The Donald Trump factor stumps South Korean markets more than North Korea's missile tests

A currency dealer walks in front of screens showing South Korea's benchmark stock index and the Korean won/USD exchange rate in Seoul. PHOTO: AFP

SEOUL (REUTERS) - For years, investors in South Korea have become accustomed to belligerence and regular missile tests from the country's hostile northern neighbour, but now there is a new factor in their regional risk assessments - US President Donald Trump.

Jolts to financial markets from North Korea's military provocations are frequent, but were until recently contained by an implicit expectation that global diplomatic efforts could limit Pyongyang's aggression.

Now, however, there is as much market anxiety about Mr Trump's unrestrained Tweets and a hawkish White House response as there is about North Korean agitations.

Since Mr Trump's election in November, price reactions to North Korean long-range missile tests in credit and currency derivatives, typically used by traders to hedge geopolitical risk, have been distinctly sharper.

"Trump has moved markets and China more within months than (former United States president Barack) Obama in eight years," said Mr Cliff Tan, East Asian head of global markets research at Bank of Tokyo-Mitsubishi UFJ.

The reclusive North Korea has conducted five nuclear tests and a series of missile launches in defiance of UN resolutions for decades as it is still at war with South Korea after the 1950-53 conflict ended in a truce, not a peace treaty.

Before Mr Trump's election, missile tests came with such regularity that markets learnt to shrug them off.

This year, the options market shows that the cost of insuring investments against North Korean-related risks has surged, with three-month protection against a drop in the won, for example, reaching a high of 231 basis points in mid-April, double the levels six months earlier.

This spike came as the US diverted a warship towards the Korean peninsula and showed off its strike capability in Syria, which it conducted just as Mr Trump met his Chinese counterpart Xi Jinping.

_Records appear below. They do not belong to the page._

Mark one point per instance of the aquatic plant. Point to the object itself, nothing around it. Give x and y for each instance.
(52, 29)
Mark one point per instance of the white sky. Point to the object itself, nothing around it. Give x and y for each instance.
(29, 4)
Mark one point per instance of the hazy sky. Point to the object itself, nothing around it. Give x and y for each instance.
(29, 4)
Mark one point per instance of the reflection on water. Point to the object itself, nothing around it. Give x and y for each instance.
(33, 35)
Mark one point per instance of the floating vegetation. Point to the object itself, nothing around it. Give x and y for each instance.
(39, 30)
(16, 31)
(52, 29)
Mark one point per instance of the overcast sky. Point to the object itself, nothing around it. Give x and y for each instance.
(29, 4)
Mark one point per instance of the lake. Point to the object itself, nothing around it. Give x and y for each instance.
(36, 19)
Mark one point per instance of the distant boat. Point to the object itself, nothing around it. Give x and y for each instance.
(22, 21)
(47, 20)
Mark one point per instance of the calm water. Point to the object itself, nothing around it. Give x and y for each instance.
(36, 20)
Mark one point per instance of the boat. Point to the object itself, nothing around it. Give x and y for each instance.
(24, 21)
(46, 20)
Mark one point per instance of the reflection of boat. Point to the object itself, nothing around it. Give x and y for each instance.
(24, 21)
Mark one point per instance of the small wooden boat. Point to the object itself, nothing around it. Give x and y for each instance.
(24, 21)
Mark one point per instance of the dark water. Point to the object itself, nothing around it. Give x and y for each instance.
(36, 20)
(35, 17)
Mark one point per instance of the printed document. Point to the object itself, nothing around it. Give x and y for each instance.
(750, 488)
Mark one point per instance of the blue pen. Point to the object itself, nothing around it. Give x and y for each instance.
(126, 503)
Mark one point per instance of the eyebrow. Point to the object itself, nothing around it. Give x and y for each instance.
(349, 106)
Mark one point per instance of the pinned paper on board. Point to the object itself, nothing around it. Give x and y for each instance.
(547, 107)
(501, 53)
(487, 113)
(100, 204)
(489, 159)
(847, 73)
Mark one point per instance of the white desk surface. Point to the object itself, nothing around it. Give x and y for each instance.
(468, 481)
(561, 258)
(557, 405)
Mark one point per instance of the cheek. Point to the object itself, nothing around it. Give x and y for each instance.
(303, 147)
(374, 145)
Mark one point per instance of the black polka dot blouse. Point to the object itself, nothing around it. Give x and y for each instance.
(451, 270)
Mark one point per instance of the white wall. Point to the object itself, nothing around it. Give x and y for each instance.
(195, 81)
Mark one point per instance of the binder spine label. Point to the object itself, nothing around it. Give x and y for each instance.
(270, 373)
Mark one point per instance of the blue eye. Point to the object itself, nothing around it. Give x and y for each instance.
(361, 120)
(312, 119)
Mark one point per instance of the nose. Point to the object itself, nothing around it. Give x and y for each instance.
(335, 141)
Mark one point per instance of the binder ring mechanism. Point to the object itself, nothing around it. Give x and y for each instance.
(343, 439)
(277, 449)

The cost of owning the option to sell the won in April was the highest it had been since August 2015, when the two Koreas were in a tense military stand-off. "It's the Trump-on-stage reaction," a currency trader in Seoul said.

"Trump's hardline approach and his past crazy comments on everything from the Mexico wall to Syria policies have created a whole new range of uncertainties for traders investing here."

Despite heightened geopolitical tensions, South Korea's main asset markets have performed well this year, with the won and Kospi stock benchmark up 4.6 per cent and 17.4 per cent, respectively, on robust exports and an upbeat outlook on second quarter corporate earnings.

The cost of hedging, however, is where investors have felt the pain: Options to sell Korean won for dollars were perversely more expensive after Mr Trump's November presidential victory than when North Korea conducted its fifth nuclear test two months earlier.

The premium on three-month options to sell the won had hovered around 100 basis points for years before Mr Trump took office and barely budged even when then US President Obama issued a stern warning to Pyongyang, following a missile test in April 2016.

"Financial markets have become more sensitive to the US stance with more hardline policies under Trump, compared to when the Democrats were in power," said senior fund manager Shim Hyun Soo, who is with the quantitative management team of Kyobo AXA Investment Managers.

In other derivatives markets, the spread on South Korea's five-year credit default swap - the contracts that offer investors protection against default on debt - reached a 10-month high of 60 basis points on April 17.

Market pricing of expected volatility in the won has also been on the rise, with the one-month implied volatility hitting 13.2 per cent in April, the highest in five years.

"During the Obama administration, the markets didn't care much about the North. Everyone knew the Kim Jong Un regime wouldn't do anything stupid for real as it could really be the beginning of the end," said Seoul-based currency analyst Jeon Seung Ji at Samsung Futures. "North Korean risks are no longer a 'half-day-slip', mainly because markets are not sure how Washington would handle them."